I remember one trip we had to do as a troop. I didn’t want to go. My mama had to pull me out of my bedroom and
get me into the car. I remember crying
that I didn’t want to go.
When we pulled up to the troop leader's home, she was sat outside along with Anne. Anne introduced herself and said that she was
the troop leader’s cousin and that she was chaperoning this trip. She saw my
tear stained face and asked me my name.
Well on that trip, Anne stayed next to me. When we were driving to the activity Anne
picked me, my 2 friends from my class and 2 other girls that I got along with
ok to go in her car.
Anne let me sit in the passenger seat of her car. She chatted to me, asked me about my
family. She listened. She told me about her cats and how she
volunteers at the local soup kitchen at the weekend. She had an infectious laugh that made everyone laugh too.
During the trip, I stayed next to her and the troop leader
didn’t say one nasty word to me. Anne protected
me. Anne made a point of being kind and
treating me with respect. She was
straight and to the point, no messing about.
Our paths didn’t cross again until 8 years later.
My parents decided to switch churches because the choir
director (My mama and I used to sing in the choir and I would sometimes play the piano) made some
inappropriate comments to me (It came out later that he was caught pants down
balls deep into a 12 year old girl. I had a near miss on that one!)
The new church was on the older part of town. The houses weren’t brightly painted like in
the old church neighbourhood. The congregation
was older. They weren’t wearing the
latest clothes.
Of course Mama signed us up for the choir. I remember our first choir practice. I walked in, and who should catch my
eye? Anne.
I don’t if she recognised me but that same warm smile
greeted my Mama and me. She walked over
and asked us what we sang.
Mama proudly said Betty and I sing alto.
Anne replied, well so do I.
Anne helped us get our music and the music that we didn’t
have, she offered to lend my mama and I her copy. She would share off of someone else. She stood next as we sang. After a few pieces of music, she winked at me
and said, I’m standing next to you because you sing the notes perfectly.
When I was 16, I was going through so much shit. Regular turbulent high school shit but also I
was diagnosed with bipolar disorder.
Most days I didn’t want to get out of bed and face the world. My relationship with my parents were at an
all time low.
I would burst into tears at weird times, once I burst into
tears at church. Anne, saw what
happened, guided me into the bathroom.
She didn’t ask if I was ok (I was sick and tired of people asking me if
I was ok) she handed me some tissues and let me cry.
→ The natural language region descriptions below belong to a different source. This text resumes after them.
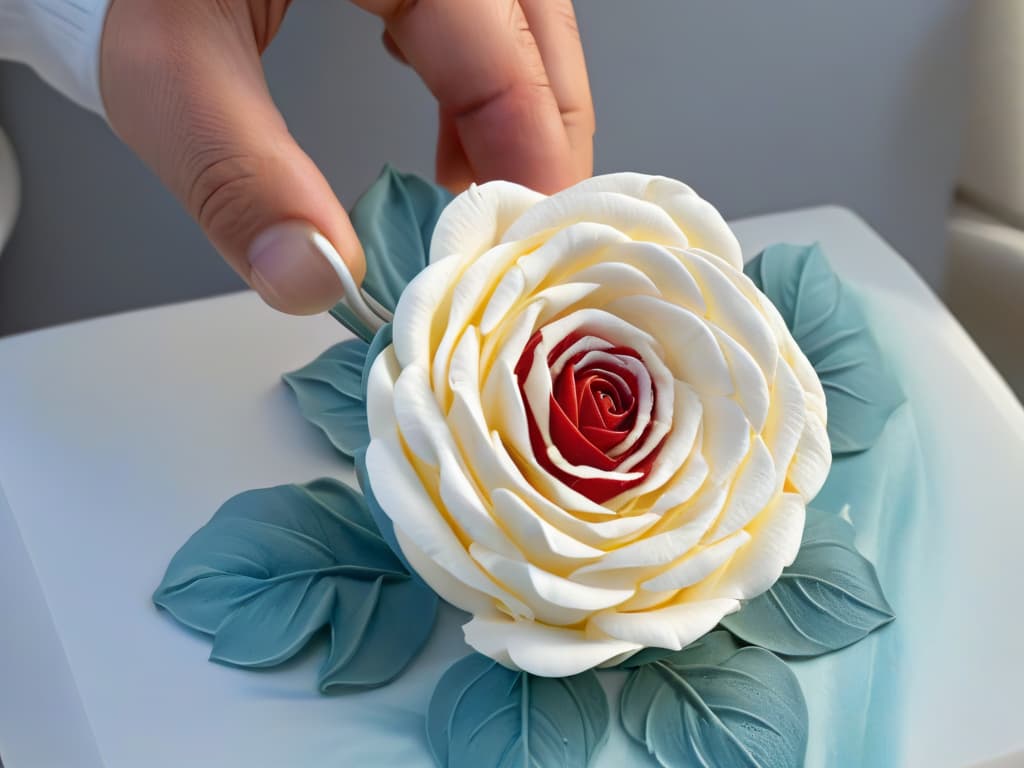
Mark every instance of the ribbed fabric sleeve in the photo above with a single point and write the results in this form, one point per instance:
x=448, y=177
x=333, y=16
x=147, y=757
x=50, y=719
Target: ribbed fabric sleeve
x=59, y=39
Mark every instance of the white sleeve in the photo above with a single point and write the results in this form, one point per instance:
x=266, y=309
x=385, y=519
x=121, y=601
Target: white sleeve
x=59, y=39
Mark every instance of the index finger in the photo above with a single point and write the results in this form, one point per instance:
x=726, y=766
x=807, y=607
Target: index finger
x=482, y=65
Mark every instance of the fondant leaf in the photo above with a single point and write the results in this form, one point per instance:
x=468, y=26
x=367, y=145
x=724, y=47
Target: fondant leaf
x=384, y=524
x=394, y=220
x=828, y=598
x=331, y=394
x=274, y=566
x=715, y=704
x=381, y=341
x=482, y=714
x=828, y=324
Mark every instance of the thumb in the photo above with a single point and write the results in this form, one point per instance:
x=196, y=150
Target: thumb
x=183, y=86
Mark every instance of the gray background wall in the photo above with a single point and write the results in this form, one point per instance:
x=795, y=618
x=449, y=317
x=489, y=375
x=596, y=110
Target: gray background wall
x=760, y=105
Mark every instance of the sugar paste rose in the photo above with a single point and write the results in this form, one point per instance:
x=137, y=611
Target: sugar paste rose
x=592, y=432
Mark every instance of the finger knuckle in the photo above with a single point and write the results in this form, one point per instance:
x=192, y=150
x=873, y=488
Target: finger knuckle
x=220, y=193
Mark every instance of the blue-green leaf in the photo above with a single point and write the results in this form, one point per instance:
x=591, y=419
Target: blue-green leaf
x=383, y=522
x=274, y=566
x=828, y=598
x=828, y=324
x=331, y=394
x=381, y=341
x=482, y=715
x=715, y=704
x=394, y=220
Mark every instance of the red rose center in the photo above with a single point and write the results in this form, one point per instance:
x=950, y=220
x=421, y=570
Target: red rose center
x=593, y=413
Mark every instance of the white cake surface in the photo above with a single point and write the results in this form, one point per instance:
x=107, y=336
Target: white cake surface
x=120, y=436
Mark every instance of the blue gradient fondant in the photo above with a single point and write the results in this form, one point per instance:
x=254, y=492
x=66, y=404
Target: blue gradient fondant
x=483, y=715
x=717, y=704
x=275, y=566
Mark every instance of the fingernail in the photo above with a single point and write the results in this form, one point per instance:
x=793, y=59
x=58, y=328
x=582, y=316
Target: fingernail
x=290, y=272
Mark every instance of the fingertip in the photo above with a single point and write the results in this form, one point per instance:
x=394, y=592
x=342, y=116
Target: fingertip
x=289, y=271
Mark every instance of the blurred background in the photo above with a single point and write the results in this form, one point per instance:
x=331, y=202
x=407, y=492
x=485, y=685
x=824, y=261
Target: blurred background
x=761, y=107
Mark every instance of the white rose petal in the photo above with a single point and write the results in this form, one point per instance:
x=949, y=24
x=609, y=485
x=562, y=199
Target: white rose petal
x=592, y=431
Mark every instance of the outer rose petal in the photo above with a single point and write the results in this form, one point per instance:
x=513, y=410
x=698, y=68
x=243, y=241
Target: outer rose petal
x=674, y=627
x=477, y=219
x=542, y=650
x=737, y=418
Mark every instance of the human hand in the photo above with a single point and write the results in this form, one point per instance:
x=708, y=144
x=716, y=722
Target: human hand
x=183, y=86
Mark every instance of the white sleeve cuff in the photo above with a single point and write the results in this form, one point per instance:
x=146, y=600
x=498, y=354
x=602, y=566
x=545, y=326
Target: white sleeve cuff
x=59, y=39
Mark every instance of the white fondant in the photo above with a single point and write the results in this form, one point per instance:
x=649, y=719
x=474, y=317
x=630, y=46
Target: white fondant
x=729, y=418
She hugged me and said, let’s go back and
sing.
To most people these would just be little moments in life
that were everyday occurrences. But at
times of sadness, Anne was there.
Mama yesterday told me that Anne not only was kind to me,
but she often went without to help others.
She would give her car to someone who needed it, and would walk 3 miles
in the rain to church.
Anne volunteered for St Vincent De Paul society. She visited the sick and the lonely. She had a job as a teacher but had very
little time to herself, to the detriment of her health.
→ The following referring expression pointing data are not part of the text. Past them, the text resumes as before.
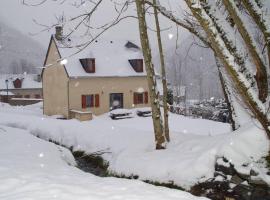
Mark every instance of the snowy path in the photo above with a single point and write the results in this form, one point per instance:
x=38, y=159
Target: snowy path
x=31, y=168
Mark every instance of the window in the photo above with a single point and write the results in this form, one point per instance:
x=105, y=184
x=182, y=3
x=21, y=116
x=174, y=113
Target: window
x=37, y=96
x=140, y=98
x=88, y=64
x=90, y=100
x=137, y=64
x=17, y=83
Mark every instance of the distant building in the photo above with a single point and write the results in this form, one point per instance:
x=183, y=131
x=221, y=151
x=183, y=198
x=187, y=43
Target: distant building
x=107, y=74
x=20, y=89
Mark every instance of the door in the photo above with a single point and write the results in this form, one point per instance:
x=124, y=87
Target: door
x=116, y=100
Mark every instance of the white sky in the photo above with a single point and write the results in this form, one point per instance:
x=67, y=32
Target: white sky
x=13, y=13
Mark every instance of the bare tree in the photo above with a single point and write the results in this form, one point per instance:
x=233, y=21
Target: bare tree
x=163, y=75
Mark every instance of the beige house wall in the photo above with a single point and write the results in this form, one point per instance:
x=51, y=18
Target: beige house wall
x=55, y=85
x=26, y=91
x=104, y=86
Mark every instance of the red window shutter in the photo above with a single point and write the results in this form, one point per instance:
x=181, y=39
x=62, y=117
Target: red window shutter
x=96, y=100
x=135, y=98
x=83, y=101
x=146, y=97
x=92, y=100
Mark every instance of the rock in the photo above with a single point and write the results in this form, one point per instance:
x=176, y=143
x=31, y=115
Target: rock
x=253, y=173
x=228, y=170
x=243, y=191
x=260, y=193
x=256, y=180
x=236, y=180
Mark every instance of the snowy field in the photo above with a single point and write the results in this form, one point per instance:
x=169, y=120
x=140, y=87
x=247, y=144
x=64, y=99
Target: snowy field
x=189, y=158
x=33, y=169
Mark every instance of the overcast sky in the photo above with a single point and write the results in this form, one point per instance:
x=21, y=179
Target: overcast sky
x=21, y=17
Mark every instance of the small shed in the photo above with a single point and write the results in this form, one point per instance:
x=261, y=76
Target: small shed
x=5, y=96
x=81, y=115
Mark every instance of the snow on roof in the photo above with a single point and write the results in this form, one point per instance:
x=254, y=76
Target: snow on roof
x=111, y=58
x=29, y=81
x=4, y=93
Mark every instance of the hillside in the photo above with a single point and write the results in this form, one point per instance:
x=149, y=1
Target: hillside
x=18, y=52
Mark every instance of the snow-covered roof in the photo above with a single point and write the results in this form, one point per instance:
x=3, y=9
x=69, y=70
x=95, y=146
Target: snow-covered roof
x=111, y=58
x=29, y=81
x=4, y=93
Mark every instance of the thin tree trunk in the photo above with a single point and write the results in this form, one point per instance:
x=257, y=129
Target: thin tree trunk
x=154, y=95
x=221, y=52
x=163, y=75
x=226, y=96
x=261, y=75
x=258, y=19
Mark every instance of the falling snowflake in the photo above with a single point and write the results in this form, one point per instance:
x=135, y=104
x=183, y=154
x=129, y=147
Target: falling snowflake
x=63, y=62
x=170, y=36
She has a big family and my Mama told me that she would call
them asking to look in on Anne and see if she was ok. I got the impression that Anne’s family weren’t
too helpful.
I wept yesterday, Ragers and Ragettes, because in Anne’s
death, the world lost a selfless, loving, caring woman. Yes, those small moments in my life where she
shone her light may seem small but they were in reality huge beacons of light
in a dark world. She made me feel human in those times.
In this day in age, people like Anne are a rarity. Giving of their time and the little that they
have to help strangers. Truly selfless,
good people.
I don’t understand why God decided to take Anne and let the
scumbags of this world live. I have
questioned my faith many times. I call
myself agnostic now because of shit like this.
Why take someone as loving and wonderful as Anne away from the
world? Why does he let the drug dealers,
child abusers, rapists and murderers live?
I don’t know the answer but all I know is last night there
was a new and very bright star in the sky.
RIP, Anne. Thank you
for teaching us kindness, selflessness and love. You will be missed.